Timor-Leste e as Necessidades

Por regra e por experiência, confio no Ministério dos Negócios Estrangeiros. Uma prática e uma reflexão caldeadas ao longo de muitos anos, uma consciência atenta daquilo que é o interesse nacional na ordem externa e um sentido da oportunidade e da medida, que muitas vezes falta à chamada classe política, sempre ajudou a que as relações de Portugal com o mundo tivessem, no corpo profissional que são os diplomatas, excelentes intérpretes. Costumo mesmo ironizar, dizendo que, em Portugal, à frequente falta de uma política externa, a nossa posição internacional vive de uma diplomacia reiterada.

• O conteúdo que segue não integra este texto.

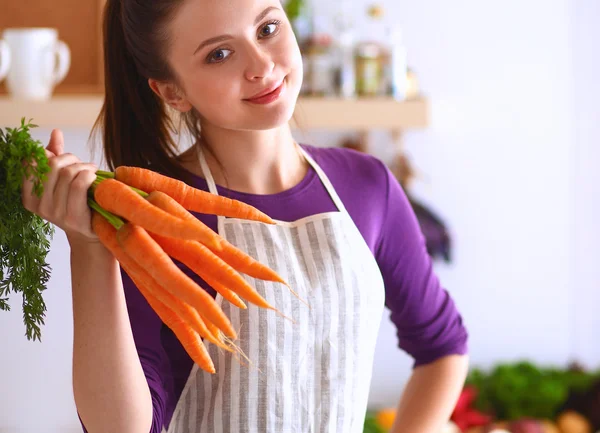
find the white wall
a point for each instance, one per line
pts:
(586, 180)
(509, 160)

Mas a resultante de ação diplomática dentro do MNE não nasce de geração espontânea. Ela só surge depois do isolamento daqueles (e daquelas) que “fervem em pouca água” e têm posições quase militantes, bem como dos cultores obsessivo do imobilismo, dos convictos de que “o tempo tudo cura” e de que o melhor é não fazer nada. Arredado o peso de influência destas duas “escolas”, está criado o espaço de afirmação para as posições serenas, ponderadas e com sentido de equilíbrio. Quando a “diplomacia da canhoeira” (ou, no outro extremo, o tropismo “pró-causas”) e o atentismo bovino conseguem ser neutralizados, o “output” do MNE é geralmente de grande qualidade. São muitos anos de claustros do convento de Nossa Senhora das Necessidades que mo ensinaram.

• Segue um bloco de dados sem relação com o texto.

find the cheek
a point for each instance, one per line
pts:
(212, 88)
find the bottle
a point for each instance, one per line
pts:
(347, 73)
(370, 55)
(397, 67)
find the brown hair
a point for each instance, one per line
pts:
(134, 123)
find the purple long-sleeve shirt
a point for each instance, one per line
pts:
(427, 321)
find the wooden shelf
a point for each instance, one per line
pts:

Espero, assim, que os diplomatas portugueses, neste difícil momento que atravessam as nossas relações com Timor-Leste, possam dar provas de estar à altura do dever de aconselhamento aos titulares dos cargos políticos dentro da Casa, municiando-os com sugestões sobre os passos a seguir, sobre os contactos a efetuar, sobre as atitudes a assumir. É que urge garantir uma unidade na expressão das posições do Estado português face às autoridades timorenses. Como sempre acontece quando se percebe que alguma fragilidade afeta a “mão” das Necessidades, surgem por aí governantes de áreas sectoriais a permitir-se mandar “bocas”, agitando o estado dos seus dossiês técnicos específicos e os seus projetos para eles, esquecendo que só se implantaram e progrediram porque houve um quadro político geral que foi desenhado pelo Ministério dos Negócios Estrangeiros. E que, se esse quadro geral for “por água abaixo”, o mesmo destino terão os seus “brinquedos”.

A minha preocupação perante esta situação só é atenuada pelo facto dos timorenses nos conhecerem “de gingeira”. Não é impunemente que se foi colónia deste atípico país europeu. No fundo, por mais que conjunturalmente se agitem, os novos Estados saídos da nossa aventura imperial “leem-nos” melhor que ninguém, conhecem os calendários de vitalidade política de quem por aqui está no conjuntural poder, percebem as nossas dificuldades, estão bem cientes das nossas qualidades e dos nossos defeitos. Aliás, cada um deles, à sua maneira, herdou umas e mas também os outros. Isso mesmo ajuda a explicar alguma coisa do que aconteceu em Timor, mas também nos permite ter esperança em que as feridas irão sarar. Mas todos temos de ajudar, não cometendo asneiras precipitadas e, sobretudo, evitando a empolgação mediática. Dos dois lados.

 
Por Francisco Seixas da Costa
Diplomata português. Ex-Embaixador de Portugal no Brasil.